Kucur talked about Gökçe’s obsession with Scarface: "He was so influenced by the movie. He thinks he is like Tony Montana. He said to me, 'What's the name on the restaurant? Nusr-Et. What's my name? Nusret. What I say, goes.'"

Reuter, Gökçe’s lawyer, initially said, “The NLRB matters have been resolved,” and was unaware of the three NLRB complaints that were filed last week against Nusr-Et until VICE asked about them. She said, “We were not aware of any filings, nor was my client. As the [NLRB site] shows, claims were just filed last week and notices will be sent. We cannot comment until such time as we receive those notices and understand the basis of the allegations, and the identity of the charging party.”

The lawyer who filed the NLRB complaints, William Michael Brown, told VICE that the three complaints were filed on behalf of three different parties.

At any rate, with the new restaurant set to open seemingly any day (it was originally slated to open last summer), Salt Bae--along with his labor politics--is back in the spotlight.

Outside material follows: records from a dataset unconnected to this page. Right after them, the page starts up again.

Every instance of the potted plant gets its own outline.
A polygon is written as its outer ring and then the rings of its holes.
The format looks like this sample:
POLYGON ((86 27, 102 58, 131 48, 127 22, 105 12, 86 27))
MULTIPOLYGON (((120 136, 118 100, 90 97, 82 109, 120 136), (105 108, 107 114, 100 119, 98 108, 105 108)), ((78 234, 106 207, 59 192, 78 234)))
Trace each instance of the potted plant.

“To me it’s just indicative of corporate greed,” Sourov, the Local 79 rep, told VICE outside the restaurant on Thursday. He said the union protestors were operating under the assumption that the restaurant would be opening that day, but it didn’t look finished. Inside, boxes were piled to the ceiling and ladders and other tools were visible from the street.

“Non-union construction isn’t always as efficient,” Sourov said.